The email looks like it contains an attachment, but actually, it's an embedded image that once clicked, will send you to a page that looks like the standard Google sign-in page. And if you make the mistake of logging in there, the hacker will have your details.
This is the closest I've ever come to falling for a Gmail phishing attack. If it hadn't been for my high-DPI screen making the image fuzzy… pic.twitter.com/MizEWYksBh— Tom Scott (@tomscott) December 23, 2016
This is disturbingly clever. You get sent to a text/html data URI! Not testing any further but, blimey, talk about using power for evil. pic.twitter.com/TamVn7DBfW— Tom Scott (@tomscott) December 23, 2016
Narang warns that these scam emails are incredibly professional, and are designed to look much more realistic than your average phishing email.
And people are already falling for it. In one school district, a compromised account sent out what appeared to be a practice schedule, which compromised more accounts.
There is one thing you can do, though. "The best way to identify this attack is to look at the address bar. In this case, look for the words 'data:/text/html' at the beginning of the URL," Narang says. "If you see this, close the browser tab and alert your friend that their account has been compromised."
And if you enable two-step verification for your Gmail account, hackers won't be able to access your account even if you do fall for it.

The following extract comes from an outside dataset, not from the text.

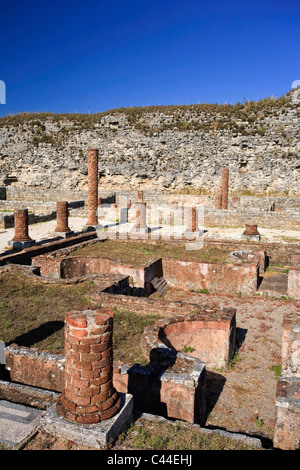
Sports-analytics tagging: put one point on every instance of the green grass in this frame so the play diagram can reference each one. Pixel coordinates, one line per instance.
(146, 435)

In a statement about the attack, a Google spokesperson said:
“We're aware of this issue and continue to strengthen our defenses against it. We help protect users from phishing attacks in a variety of ways, including: machine learning based detection of phishing messages, Safe Browsing warnings that notify users of dangerous links in emails and browsers, preventing suspicious account sign-ins, and more. Users can also activate two-step verification for additional account protection.”